Il souriait souvent en lisant des messages.
Il achetait de nouveaux vêtements uniquement pour ses fameux week-ends.
Un parfum que je ne lui connaissais pas apparaissait sur ses chemises.
Un vendredi, il est parti comme d’habitude.
Dès que sa voiture a quitté notre rue, j’ai pris la mienne.
Je l’ai suivi.
Il n’a jamais pris la direction d’Annecy.
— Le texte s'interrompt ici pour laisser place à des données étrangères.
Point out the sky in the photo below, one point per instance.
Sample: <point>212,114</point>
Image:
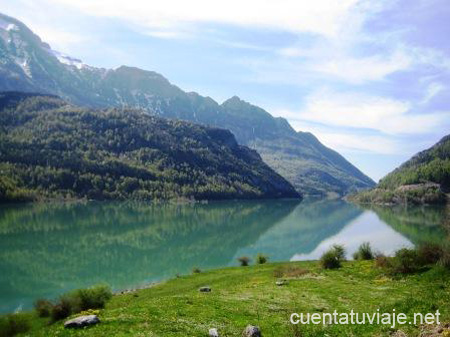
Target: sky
<point>369,78</point>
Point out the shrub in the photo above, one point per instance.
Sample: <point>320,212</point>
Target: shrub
<point>13,324</point>
<point>261,258</point>
<point>244,261</point>
<point>364,252</point>
<point>332,259</point>
<point>382,261</point>
<point>430,253</point>
<point>444,260</point>
<point>43,307</point>
<point>339,251</point>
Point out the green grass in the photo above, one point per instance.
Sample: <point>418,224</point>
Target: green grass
<point>242,296</point>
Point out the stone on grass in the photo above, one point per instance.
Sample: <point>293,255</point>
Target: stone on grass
<point>251,331</point>
<point>213,333</point>
<point>82,321</point>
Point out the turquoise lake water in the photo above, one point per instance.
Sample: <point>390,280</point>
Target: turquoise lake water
<point>48,249</point>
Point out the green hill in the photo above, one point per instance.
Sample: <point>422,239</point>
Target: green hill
<point>425,178</point>
<point>50,149</point>
<point>30,65</point>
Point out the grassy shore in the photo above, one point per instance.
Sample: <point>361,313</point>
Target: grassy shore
<point>249,295</point>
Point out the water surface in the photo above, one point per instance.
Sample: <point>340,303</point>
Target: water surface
<point>48,249</point>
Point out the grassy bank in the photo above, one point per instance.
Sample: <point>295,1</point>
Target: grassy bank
<point>249,295</point>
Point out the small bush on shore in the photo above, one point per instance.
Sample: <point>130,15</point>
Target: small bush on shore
<point>364,252</point>
<point>430,253</point>
<point>406,261</point>
<point>43,307</point>
<point>382,261</point>
<point>332,259</point>
<point>261,258</point>
<point>244,261</point>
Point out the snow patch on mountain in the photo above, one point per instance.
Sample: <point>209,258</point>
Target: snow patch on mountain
<point>8,25</point>
<point>66,59</point>
<point>25,66</point>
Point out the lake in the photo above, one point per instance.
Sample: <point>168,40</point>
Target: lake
<point>48,249</point>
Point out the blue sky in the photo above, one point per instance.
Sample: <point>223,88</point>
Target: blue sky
<point>368,78</point>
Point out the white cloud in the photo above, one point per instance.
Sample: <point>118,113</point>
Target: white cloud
<point>370,112</point>
<point>352,142</point>
<point>432,90</point>
<point>360,70</point>
<point>59,39</point>
<point>325,17</point>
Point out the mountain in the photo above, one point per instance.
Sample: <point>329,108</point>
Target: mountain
<point>30,65</point>
<point>51,149</point>
<point>425,178</point>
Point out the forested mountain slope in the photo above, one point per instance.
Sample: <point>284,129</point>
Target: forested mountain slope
<point>425,178</point>
<point>30,65</point>
<point>51,149</point>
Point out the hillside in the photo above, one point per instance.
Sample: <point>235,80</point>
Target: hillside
<point>50,149</point>
<point>242,296</point>
<point>425,178</point>
<point>30,65</point>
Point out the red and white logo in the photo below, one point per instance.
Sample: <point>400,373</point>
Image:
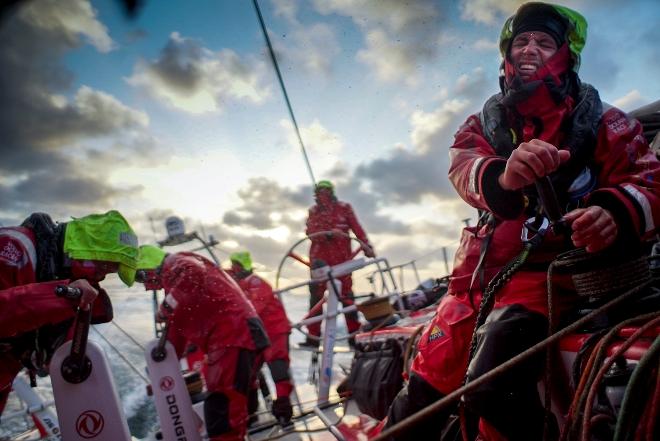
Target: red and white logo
<point>89,424</point>
<point>166,384</point>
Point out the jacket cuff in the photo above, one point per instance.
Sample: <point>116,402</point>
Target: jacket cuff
<point>623,211</point>
<point>505,204</point>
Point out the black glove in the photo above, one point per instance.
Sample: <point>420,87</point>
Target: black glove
<point>282,410</point>
<point>368,250</point>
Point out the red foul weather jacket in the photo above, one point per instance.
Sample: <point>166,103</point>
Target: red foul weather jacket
<point>628,185</point>
<point>209,308</point>
<point>25,304</point>
<point>337,216</point>
<point>268,306</point>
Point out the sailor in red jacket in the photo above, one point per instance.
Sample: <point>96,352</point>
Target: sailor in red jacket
<point>34,259</point>
<point>330,214</point>
<point>272,313</point>
<point>545,122</point>
<point>204,306</point>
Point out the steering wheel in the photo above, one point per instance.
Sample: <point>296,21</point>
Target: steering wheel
<point>295,256</point>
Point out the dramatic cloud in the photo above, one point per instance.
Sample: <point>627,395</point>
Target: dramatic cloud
<point>488,11</point>
<point>405,176</point>
<point>630,101</point>
<point>48,158</point>
<point>398,35</point>
<point>192,78</point>
<point>310,47</point>
<point>267,205</point>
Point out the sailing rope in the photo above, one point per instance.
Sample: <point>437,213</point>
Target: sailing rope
<point>432,409</point>
<point>286,95</point>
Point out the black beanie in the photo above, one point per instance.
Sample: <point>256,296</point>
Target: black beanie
<point>540,17</point>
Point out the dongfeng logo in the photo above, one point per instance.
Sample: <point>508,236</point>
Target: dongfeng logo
<point>166,383</point>
<point>89,424</point>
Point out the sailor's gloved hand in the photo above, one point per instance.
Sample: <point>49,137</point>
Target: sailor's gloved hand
<point>593,228</point>
<point>530,161</point>
<point>282,410</point>
<point>369,250</point>
<point>89,293</point>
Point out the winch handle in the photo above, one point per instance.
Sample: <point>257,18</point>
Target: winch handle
<point>67,292</point>
<point>548,199</point>
<point>76,367</point>
<point>550,204</point>
<point>158,353</point>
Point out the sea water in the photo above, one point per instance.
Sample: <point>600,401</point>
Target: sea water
<point>133,315</point>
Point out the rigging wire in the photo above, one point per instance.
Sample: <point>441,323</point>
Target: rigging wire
<point>286,96</point>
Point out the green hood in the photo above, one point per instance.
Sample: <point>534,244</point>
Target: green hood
<point>106,237</point>
<point>576,33</point>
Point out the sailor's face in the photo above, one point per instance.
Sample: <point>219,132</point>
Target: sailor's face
<point>531,50</point>
<point>92,270</point>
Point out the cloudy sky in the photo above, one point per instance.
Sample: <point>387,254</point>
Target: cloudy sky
<point>177,111</point>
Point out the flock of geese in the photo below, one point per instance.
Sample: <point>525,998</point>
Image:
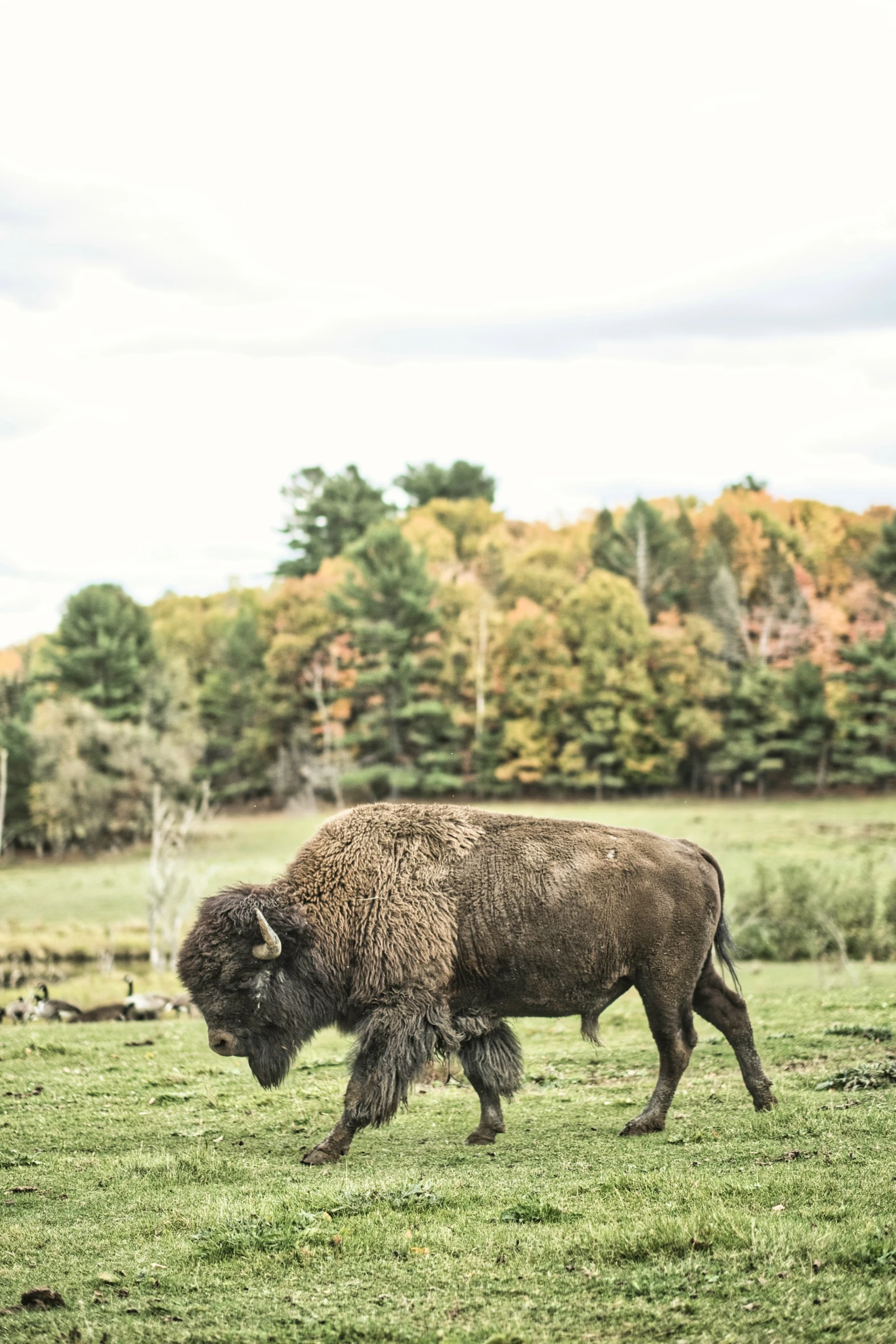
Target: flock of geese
<point>147,1007</point>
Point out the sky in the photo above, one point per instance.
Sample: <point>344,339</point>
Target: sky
<point>605,249</point>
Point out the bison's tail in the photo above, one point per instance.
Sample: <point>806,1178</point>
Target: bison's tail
<point>723,941</point>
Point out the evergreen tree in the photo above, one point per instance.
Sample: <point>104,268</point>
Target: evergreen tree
<point>459,482</point>
<point>882,562</point>
<point>236,703</point>
<point>102,651</point>
<point>812,727</point>
<point>866,743</point>
<point>756,729</point>
<point>329,512</point>
<point>403,733</point>
<point>647,550</point>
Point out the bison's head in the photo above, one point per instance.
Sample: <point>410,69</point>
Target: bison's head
<point>250,964</point>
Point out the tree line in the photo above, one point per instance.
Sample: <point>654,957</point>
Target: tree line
<point>444,650</point>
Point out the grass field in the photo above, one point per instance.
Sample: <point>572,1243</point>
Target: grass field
<point>87,906</point>
<point>159,1190</point>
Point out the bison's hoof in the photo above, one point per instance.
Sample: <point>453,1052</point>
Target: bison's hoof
<point>480,1136</point>
<point>641,1126</point>
<point>320,1156</point>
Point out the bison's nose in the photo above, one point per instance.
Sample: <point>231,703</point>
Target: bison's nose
<point>222,1042</point>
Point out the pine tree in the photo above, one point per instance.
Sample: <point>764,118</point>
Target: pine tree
<point>236,703</point>
<point>102,651</point>
<point>459,482</point>
<point>403,733</point>
<point>866,745</point>
<point>329,512</point>
<point>812,727</point>
<point>756,729</point>
<point>649,551</point>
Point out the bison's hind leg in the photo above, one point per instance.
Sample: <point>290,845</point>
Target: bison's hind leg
<point>493,1062</point>
<point>672,1026</point>
<point>726,1010</point>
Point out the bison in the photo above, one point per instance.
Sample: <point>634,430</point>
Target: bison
<point>420,928</point>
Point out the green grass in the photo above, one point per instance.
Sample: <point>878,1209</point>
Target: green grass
<point>189,1218</point>
<point>100,904</point>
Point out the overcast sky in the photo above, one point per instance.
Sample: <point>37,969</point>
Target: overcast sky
<point>602,248</point>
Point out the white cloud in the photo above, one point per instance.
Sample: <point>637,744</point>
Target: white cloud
<point>233,245</point>
<point>51,232</point>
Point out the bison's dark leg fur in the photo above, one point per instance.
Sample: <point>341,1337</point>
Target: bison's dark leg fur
<point>394,1046</point>
<point>672,1027</point>
<point>726,1010</point>
<point>493,1064</point>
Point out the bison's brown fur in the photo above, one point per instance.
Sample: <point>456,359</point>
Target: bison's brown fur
<point>421,928</point>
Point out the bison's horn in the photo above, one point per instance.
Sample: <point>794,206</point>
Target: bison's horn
<point>272,947</point>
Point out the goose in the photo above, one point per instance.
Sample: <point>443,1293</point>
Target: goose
<point>55,1010</point>
<point>21,1010</point>
<point>143,1007</point>
<point>106,1012</point>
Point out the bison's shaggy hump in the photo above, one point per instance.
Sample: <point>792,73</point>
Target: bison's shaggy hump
<point>376,892</point>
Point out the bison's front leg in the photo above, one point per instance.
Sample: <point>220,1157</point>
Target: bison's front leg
<point>339,1139</point>
<point>394,1046</point>
<point>493,1064</point>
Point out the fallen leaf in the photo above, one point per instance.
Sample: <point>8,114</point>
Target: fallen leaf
<point>42,1299</point>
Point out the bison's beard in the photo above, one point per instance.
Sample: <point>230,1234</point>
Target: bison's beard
<point>270,1058</point>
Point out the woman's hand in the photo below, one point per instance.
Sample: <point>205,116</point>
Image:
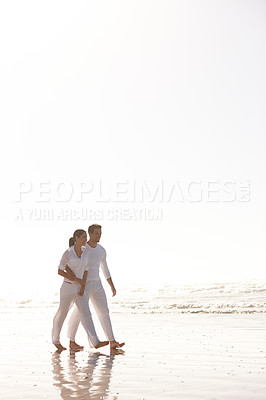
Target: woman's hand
<point>70,274</point>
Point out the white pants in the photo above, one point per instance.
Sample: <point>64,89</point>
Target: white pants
<point>95,293</point>
<point>68,296</point>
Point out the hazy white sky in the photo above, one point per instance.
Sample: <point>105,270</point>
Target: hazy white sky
<point>126,94</point>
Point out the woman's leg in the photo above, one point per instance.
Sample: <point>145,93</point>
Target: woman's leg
<point>99,301</point>
<point>73,324</point>
<point>86,319</point>
<point>67,296</point>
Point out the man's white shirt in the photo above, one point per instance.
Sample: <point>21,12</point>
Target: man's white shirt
<point>97,259</point>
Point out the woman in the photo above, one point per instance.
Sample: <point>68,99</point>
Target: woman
<point>72,291</point>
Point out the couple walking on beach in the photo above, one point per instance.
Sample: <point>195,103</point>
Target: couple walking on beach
<point>80,266</point>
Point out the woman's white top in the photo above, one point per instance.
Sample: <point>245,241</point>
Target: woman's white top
<point>97,259</point>
<point>78,265</point>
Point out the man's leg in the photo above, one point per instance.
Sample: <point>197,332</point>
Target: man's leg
<point>87,322</point>
<point>67,295</point>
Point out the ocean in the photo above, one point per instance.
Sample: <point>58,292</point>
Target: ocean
<point>211,298</point>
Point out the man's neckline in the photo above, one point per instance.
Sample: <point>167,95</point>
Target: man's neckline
<point>91,246</point>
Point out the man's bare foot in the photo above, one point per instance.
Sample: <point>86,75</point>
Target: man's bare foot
<point>74,346</point>
<point>116,352</point>
<point>101,344</point>
<point>59,346</point>
<point>114,344</point>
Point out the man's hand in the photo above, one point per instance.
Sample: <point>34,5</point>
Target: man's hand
<point>70,274</point>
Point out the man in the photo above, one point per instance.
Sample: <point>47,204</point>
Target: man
<point>94,290</point>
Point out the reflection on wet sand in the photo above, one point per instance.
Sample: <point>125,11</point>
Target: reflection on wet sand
<point>86,380</point>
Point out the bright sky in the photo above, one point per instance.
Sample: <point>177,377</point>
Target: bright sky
<point>116,96</point>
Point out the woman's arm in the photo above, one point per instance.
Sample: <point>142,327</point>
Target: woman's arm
<point>83,280</point>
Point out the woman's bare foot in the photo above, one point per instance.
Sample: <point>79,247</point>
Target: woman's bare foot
<point>114,344</point>
<point>74,346</point>
<point>101,344</point>
<point>59,346</point>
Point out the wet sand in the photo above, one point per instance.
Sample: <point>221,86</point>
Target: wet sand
<point>171,356</point>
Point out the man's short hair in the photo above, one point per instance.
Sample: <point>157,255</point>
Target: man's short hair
<point>94,226</point>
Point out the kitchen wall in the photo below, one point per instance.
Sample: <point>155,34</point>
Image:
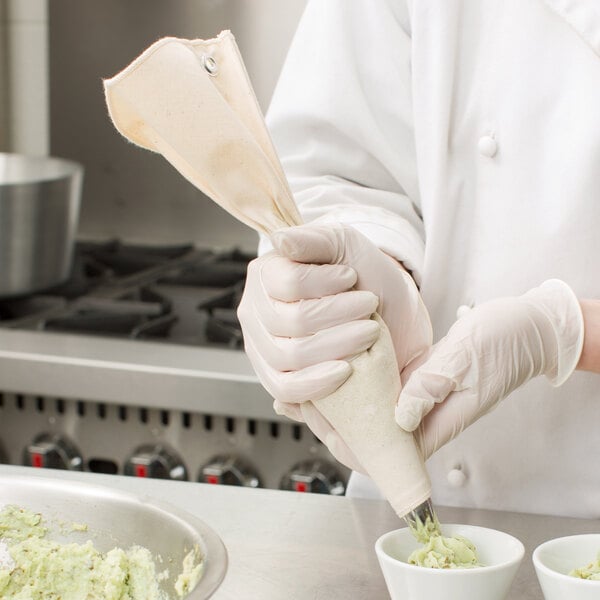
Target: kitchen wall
<point>24,106</point>
<point>130,193</point>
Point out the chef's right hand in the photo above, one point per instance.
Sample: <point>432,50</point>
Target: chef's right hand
<point>306,310</point>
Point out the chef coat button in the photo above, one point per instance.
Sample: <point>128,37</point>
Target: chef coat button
<point>487,146</point>
<point>462,310</point>
<point>456,478</point>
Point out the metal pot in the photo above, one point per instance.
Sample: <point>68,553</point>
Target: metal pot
<point>39,213</point>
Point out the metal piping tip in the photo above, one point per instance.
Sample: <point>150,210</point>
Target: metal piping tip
<point>423,521</point>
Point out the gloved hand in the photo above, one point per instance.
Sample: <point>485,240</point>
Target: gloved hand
<point>306,309</point>
<point>487,354</point>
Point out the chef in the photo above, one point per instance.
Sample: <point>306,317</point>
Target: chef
<point>445,157</point>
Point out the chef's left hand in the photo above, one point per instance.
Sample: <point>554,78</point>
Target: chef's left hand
<point>487,354</point>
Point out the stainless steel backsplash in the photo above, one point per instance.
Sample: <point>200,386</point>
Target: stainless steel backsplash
<point>129,192</point>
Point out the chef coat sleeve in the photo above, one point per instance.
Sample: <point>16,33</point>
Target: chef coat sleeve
<point>341,121</point>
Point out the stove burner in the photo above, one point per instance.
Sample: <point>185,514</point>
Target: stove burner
<point>125,259</point>
<point>139,314</point>
<point>178,294</point>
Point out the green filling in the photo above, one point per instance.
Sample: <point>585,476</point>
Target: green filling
<point>48,570</point>
<point>440,552</point>
<point>590,571</point>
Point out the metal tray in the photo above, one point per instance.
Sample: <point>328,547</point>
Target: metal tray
<point>116,518</point>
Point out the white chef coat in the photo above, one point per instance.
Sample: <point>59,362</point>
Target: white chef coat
<point>463,137</point>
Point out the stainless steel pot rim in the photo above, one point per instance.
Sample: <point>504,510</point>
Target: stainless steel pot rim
<point>20,169</point>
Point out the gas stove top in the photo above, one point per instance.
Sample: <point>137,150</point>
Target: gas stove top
<point>135,366</point>
<point>137,325</point>
<point>178,294</point>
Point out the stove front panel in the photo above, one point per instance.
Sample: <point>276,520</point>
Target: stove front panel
<point>106,437</point>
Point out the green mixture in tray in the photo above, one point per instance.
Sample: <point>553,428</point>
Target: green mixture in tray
<point>590,571</point>
<point>41,569</point>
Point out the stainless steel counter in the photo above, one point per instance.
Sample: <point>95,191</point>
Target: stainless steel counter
<point>302,546</point>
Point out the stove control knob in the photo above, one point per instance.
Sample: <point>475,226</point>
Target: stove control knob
<point>314,476</point>
<point>229,470</point>
<point>155,461</point>
<point>52,451</point>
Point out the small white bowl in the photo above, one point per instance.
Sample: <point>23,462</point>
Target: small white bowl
<point>500,553</point>
<point>554,559</point>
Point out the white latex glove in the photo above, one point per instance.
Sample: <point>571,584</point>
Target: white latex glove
<point>306,312</point>
<point>487,354</point>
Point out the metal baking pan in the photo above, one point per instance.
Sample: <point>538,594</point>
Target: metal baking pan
<point>116,518</point>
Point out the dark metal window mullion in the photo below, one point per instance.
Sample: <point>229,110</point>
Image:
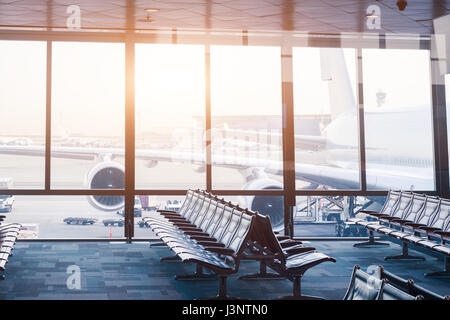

Après deux heures de route, il s’est arrêté dans un quartier résidentiel près d’Aix-les-Bains.
Une femme l’attendait devant une jolie maison aux volets bleus.
La même femme que sur la photo.
Ils se sont embrassés avant même qu’il ne coupe le moteur.
Comme deux personnes qui ne se cachaient plus depuis longtemps.
Je suis restée dans ma voiture pendant presque une heure.
Je n’ai pas pleuré.
Je ressentais quelque chose de pire.
Le vide.
Le lundi suivant, j’ai appelé discrètement une clinique privée d’Annecy où, selon Thomas, sa tante suivait son traitement.
Après plusieurs transferts, une secrétaire m’a répondu avec gentillesse :
— Je suis désolée, madame, mais nous n’avons jamais eu de patiente portant ce nom.
J’ai alors cherché le numéro de la mairie du village où vivait prétendument Élisabeth.
Une employée a consulté les registres.
— Une Madame Élisabeth Morel ? Oui… mais elle est décédée il y a presque trois ans.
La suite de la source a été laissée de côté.